Anche il trasporto ferroviario merci, come tutto il comparto economico, si trova a fare i conti con l’aumento dei costi energetici. A pagare il prezzo maggiore sono quelle imprese ferroviarie impegnate nei trasporti transfrontalieri in quanto in diversi Paesi europei i costi per l’energia di trazione sono raddoppiati o addirittura triplicati. Il risultato è un aumento dei prezzi che non può essere recuperato ottimizzando ulteriormente la gestione e che sta mettendo a dura prova la competitività del trasporto su ferro, soprattutto quello intermodale.

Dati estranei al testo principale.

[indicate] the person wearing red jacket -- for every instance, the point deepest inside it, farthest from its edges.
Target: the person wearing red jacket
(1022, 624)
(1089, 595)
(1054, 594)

Tra i primi a porre pubblicamente la questione e chiedere di intervenire è stato Michail Stahlhut, Ceo del Gruppo Hupac, in occasione della presentazione dei risultati del 2021. “I costi energetici del trasporto merci su rotaia dovrebbero essere valutati in termini macroeconomici”, ha osservato Stahlhut. “Possiamo realizzare la svolta verde solo con prezzi competitivi. Un contributo per i costi di trasmissione dell’elettricità, cioè la componente di prezzo per gli impianti dell’energia ferroviaria e delle linee aeree, servirebbe a mitigare la situazione attuale e manderebbe un segnale importante al mercato”.

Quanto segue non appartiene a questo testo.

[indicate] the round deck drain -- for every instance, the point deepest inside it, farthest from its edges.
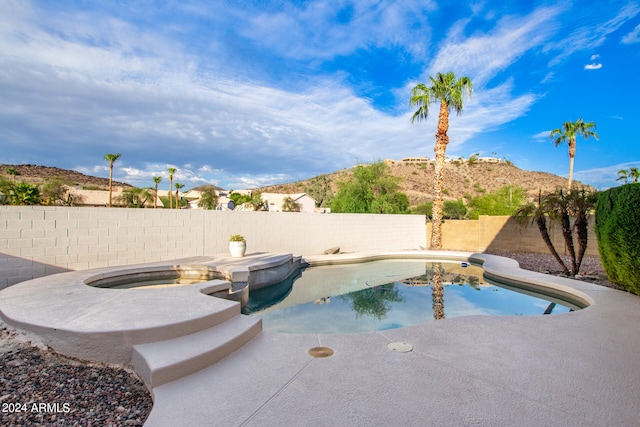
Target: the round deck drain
(400, 347)
(320, 352)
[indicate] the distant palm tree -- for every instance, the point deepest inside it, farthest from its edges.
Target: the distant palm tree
(450, 92)
(568, 133)
(171, 172)
(111, 158)
(623, 174)
(156, 180)
(178, 187)
(538, 215)
(13, 172)
(208, 199)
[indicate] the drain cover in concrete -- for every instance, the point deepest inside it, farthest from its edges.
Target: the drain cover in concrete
(320, 352)
(401, 347)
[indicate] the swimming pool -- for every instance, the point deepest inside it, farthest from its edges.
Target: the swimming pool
(388, 294)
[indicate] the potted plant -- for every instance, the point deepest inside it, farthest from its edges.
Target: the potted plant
(237, 246)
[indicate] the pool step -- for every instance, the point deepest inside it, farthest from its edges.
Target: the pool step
(164, 361)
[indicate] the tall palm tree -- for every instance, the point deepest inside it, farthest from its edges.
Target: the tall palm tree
(111, 158)
(568, 133)
(450, 92)
(156, 180)
(178, 187)
(623, 174)
(538, 215)
(171, 172)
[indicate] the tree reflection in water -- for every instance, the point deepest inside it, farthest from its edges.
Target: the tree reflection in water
(374, 301)
(437, 290)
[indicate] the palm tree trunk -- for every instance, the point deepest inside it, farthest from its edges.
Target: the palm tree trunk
(437, 292)
(110, 182)
(582, 227)
(565, 221)
(438, 180)
(572, 155)
(541, 222)
(170, 192)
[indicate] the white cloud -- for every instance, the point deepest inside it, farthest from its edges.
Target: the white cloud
(632, 37)
(482, 56)
(586, 37)
(593, 66)
(325, 29)
(542, 135)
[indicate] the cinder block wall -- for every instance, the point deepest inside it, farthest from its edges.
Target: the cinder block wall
(502, 233)
(37, 241)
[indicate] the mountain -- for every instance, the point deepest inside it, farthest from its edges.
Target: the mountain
(471, 177)
(39, 174)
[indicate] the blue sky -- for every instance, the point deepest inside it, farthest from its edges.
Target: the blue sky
(248, 93)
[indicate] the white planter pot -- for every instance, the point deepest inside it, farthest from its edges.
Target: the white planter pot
(237, 249)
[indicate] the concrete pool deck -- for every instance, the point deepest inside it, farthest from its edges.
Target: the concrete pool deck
(571, 369)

Le imprese ferroviarie non sono al riparo dall’aumento dei costi dell’energia per il semplice motivo che il costo della traccia per l’utilizzo della rete non è un prezzo chiuso determinato periodicamente ma evidenzia la componente dell’energia e su questa Rfi, gestore della rete, può intervenire con la richiesta di adeguamenti. Ed è quello che è avvenuto a partire dall’autunno 2021. Fino ad allora le imprese pagavano 0,30 euro a chilometro che corrispondeva circa al 15% del costo chilometrico della traccia. Rfi ha presentato il nuovo conto, elevando la componente elettrica fino a 0,80 euro a chilometro. Inoltre, secondo quanto risulta, avrebbe anche avanzato delle richieste di conguaglio delle tariffe a partire dal 2015.

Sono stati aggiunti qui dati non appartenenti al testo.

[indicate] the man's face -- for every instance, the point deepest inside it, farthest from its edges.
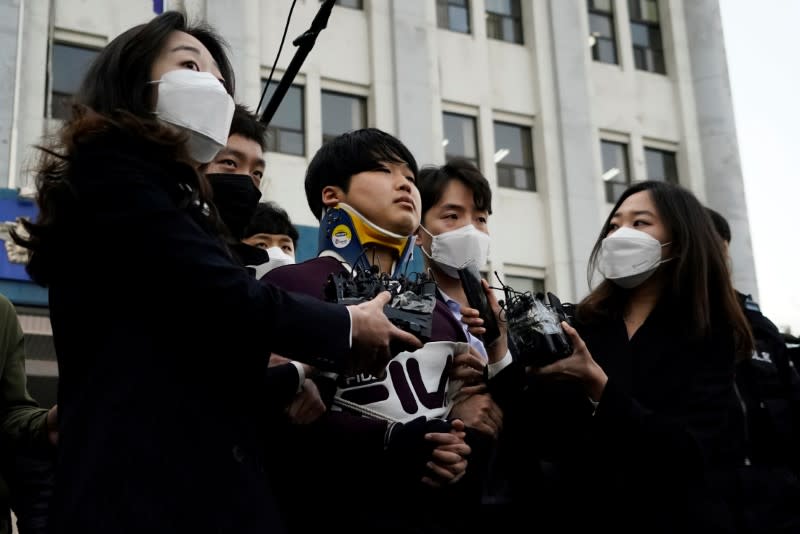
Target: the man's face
(240, 156)
(387, 196)
(455, 209)
(265, 241)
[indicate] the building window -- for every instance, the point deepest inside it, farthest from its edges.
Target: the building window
(354, 4)
(453, 15)
(70, 64)
(601, 26)
(504, 20)
(525, 283)
(460, 138)
(661, 165)
(286, 130)
(342, 113)
(616, 174)
(648, 50)
(514, 156)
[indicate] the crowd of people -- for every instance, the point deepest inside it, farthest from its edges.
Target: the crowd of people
(224, 387)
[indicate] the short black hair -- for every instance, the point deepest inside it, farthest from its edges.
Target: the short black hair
(349, 154)
(432, 182)
(246, 124)
(270, 218)
(720, 224)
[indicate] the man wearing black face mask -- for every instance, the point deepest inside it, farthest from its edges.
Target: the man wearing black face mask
(235, 175)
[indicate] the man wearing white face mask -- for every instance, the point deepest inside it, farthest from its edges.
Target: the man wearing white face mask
(454, 233)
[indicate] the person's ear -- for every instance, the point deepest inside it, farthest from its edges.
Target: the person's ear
(332, 195)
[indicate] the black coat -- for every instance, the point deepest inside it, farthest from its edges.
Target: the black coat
(161, 341)
(645, 460)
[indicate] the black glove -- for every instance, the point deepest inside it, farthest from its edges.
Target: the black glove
(407, 450)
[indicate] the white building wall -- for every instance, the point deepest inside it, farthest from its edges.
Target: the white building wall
(410, 71)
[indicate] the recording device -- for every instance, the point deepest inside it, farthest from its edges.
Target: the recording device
(470, 278)
(534, 326)
(413, 297)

Queste iniziative ovviamente non sono state accolte supinamente dalle imprese ferroviarie, molte delle quali impegnate soprattutto nel trasporto merci, se si escludono società passeggeri come Trenitalia che di fatto gioca in casa o partecipate come Trenord. E su loro richiesta si è aperto un tavolo di discussione con Rfi, tuttora in corso, per trovare una soluzione che non sia tampone o provvisoria, ma strutturale. Per esempio, la revisione periodica delle tariffe potrebbe avvenire all’interno di un accordo quadro con il quale si determina fin dall’inizio la dinamica dei costi. Sulle reti estere esistono diversi criteri di calcolo, tra i quali anche quelli a consumo, che offrono la possibilità di pagare il dovuto in modo molto trasparente.
C’è però da dire che in Italia le tariffe elettriche in ferrovia non sono particolarmente onerose, in quanto il prezzo storicamente è calmierato. Questo dipende da un fatto particolare: fino al dicembre 2015 le Ferrovie dello Stato disponevano di una propria rete elettrica ad alta tensione costituita da ben 8400 chilometri di elettrodotti. Ai primi di dicembre di quell’anno il gruppo Fs ha ceduto a Terna tutta la propria rete per un valore di 757 milioni di euro, insieme a un accordo sulla determinazione delle tariffe dell’energia che da quel momento in poi viene acquistata dal gestore nazionale.